La Medicina Holística

Velas y Flores

Hoy en día se vive muy deprisa. Nos pasamos el tiempo mirando el reloj. Debemos llegar a tiempo aquí o allá, terminar aquello o lo otro. Nos vemos obligados a correr como locos para hacer en 24 horas lo que haríamos en 48. Y lo que es peor, esta cultura de la «urgencia» también nos empuja a una falta de paciencia y al deseo de soluciones inmediatas a nuestros problemas.

En lo referente a la salud, cuando enfermamos, lo que esperamos es que el médico nos mande lo que sea para aliviar las molestias y seguir a lo nuestro. Una pastillita para esto, un jarabe para lo otro, unos sobres para lo de más allá… Y así llenamos nuestro cuerpo de medicamentos sin tener en cuenta que, bueno, tal vez desaparezcan los síntomas originales, pero de la misma manera puede que estemos provocando que aparezcan otros, fruto de la sobremedicación.

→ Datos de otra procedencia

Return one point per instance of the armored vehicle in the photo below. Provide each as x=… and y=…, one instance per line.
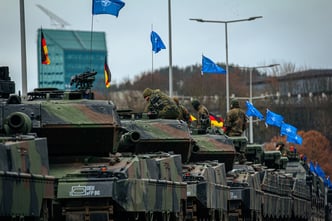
x=98, y=165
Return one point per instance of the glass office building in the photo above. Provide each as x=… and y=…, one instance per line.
x=71, y=52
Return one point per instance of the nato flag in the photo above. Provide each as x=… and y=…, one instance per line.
x=273, y=119
x=111, y=7
x=252, y=111
x=157, y=43
x=287, y=129
x=209, y=67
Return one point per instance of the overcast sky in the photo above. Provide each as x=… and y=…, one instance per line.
x=291, y=31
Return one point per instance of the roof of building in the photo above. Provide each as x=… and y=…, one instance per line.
x=76, y=40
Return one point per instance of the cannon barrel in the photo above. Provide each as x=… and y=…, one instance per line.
x=130, y=138
x=17, y=123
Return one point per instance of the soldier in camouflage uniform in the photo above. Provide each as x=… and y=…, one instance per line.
x=203, y=121
x=236, y=120
x=160, y=105
x=184, y=113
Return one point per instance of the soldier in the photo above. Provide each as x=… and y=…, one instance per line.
x=160, y=105
x=236, y=120
x=280, y=146
x=203, y=121
x=184, y=113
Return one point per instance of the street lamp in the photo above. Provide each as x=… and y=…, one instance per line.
x=226, y=22
x=251, y=129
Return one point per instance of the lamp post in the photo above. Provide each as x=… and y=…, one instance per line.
x=251, y=129
x=226, y=40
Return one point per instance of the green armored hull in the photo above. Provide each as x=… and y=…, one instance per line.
x=123, y=186
x=25, y=184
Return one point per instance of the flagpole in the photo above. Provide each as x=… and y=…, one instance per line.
x=170, y=50
x=23, y=50
x=91, y=35
x=151, y=59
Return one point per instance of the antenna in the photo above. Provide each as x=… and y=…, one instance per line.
x=55, y=20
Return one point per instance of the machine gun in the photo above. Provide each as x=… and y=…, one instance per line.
x=83, y=81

Y es que, sin ánimo de menospreciar a la medicina convencional, cuyos avances han logrado importantísimos descubrimientos en el terreno de la investigación de las enfermedades, tiende a tratar más el síntoma que la propia enfermedad.

La medicina holística, en cambio, trabaja de otra forma. Este método, de origen ancestral, se basa en el principio de que el bienestar de la persona depende del equilibrio entre sus aspectos físicos, sociales, mentales, emocionales y espirituales. Es decir, la persona entera y lo que le rodea y el entorno en el que se mueve. Cuando algunas de estas partes deja de funcionar correctamente, produce un impacto en el resto y aparece un desequilibrio en forma de enfermedad.

En la antigua filosofía médica de la cultura china, se enseñaba que a través del cuerpo fluía una energía llamada Chi. El ying y el yang eran fuerzas universales que debían estar en equilibrio si se quería estar sano.

Aparte de estos aspectos, también se tenían en cuenta cinco elementos que formaban el cuerpo del individuo estuviesen equilibrados: metal, agua, fuego, tierra y madera, cada uno con sus propiedades únicas. Técnicas como la acupuntura o las hierbas medicinales y otras más, se utilizaban con este fin.

En la India, allá por el año 1000 a.c., nació la cultura Ayurveda, que habla de cinco importantes elementos que eran tierra, fuego, agua, aire y éter. Dichos elementos no sólo estaban presentes en la persona, sino también en todo el universo. La persona se mantendría sana siempre que su cuerpo estuviese, no sólo en armonía consigo mismo, sino con todo aquello que le rodeara.

Curiosamente, en la antigua Grecia, Hipócrates trabajaba y curaba a sus pacientes utilizando el mismo método. El practicaba la medicina bajo la base de que el origen de la enfermedad estaba en el desequilibro de los fluidos del cuerpo o los llamados humores: bilis negra, bilis amarilla, flema y sangre. Hipócrates confiaba plenamente en el poder curativo de la Naturaleza y, por ende, en la capacidad de la persona de curarse a sí mismo. Sólo bastaba administrar algunas sustancias de origen natural, básicamente plantas, para enmendar ese desequilibrio y entonces la persona recuperaría nuevamente la salud.

La medicina holística no aplica tratamientos inmediatos. No se limita a remediar un síntoma y ya está. El síntoma es considerado como un aviso de que hay algo más bajo la superficie, algo que necesita una especial atención. Y esto requiere tiempo.

Métodos y tratamientos como el masaje, la reflexología, flores de bach, acupuntura, homeopatía y aromaterapia, son algunos de los aplicados por la medicina holística, y eficaces a medio y largo plazo.

Como todo tiene sus pros y sus contras, la medicina holística no es útil para casos urgentes o que requieran cirugía, ni para aquellos en que la salud de la persona es cuestión de poco tiempo.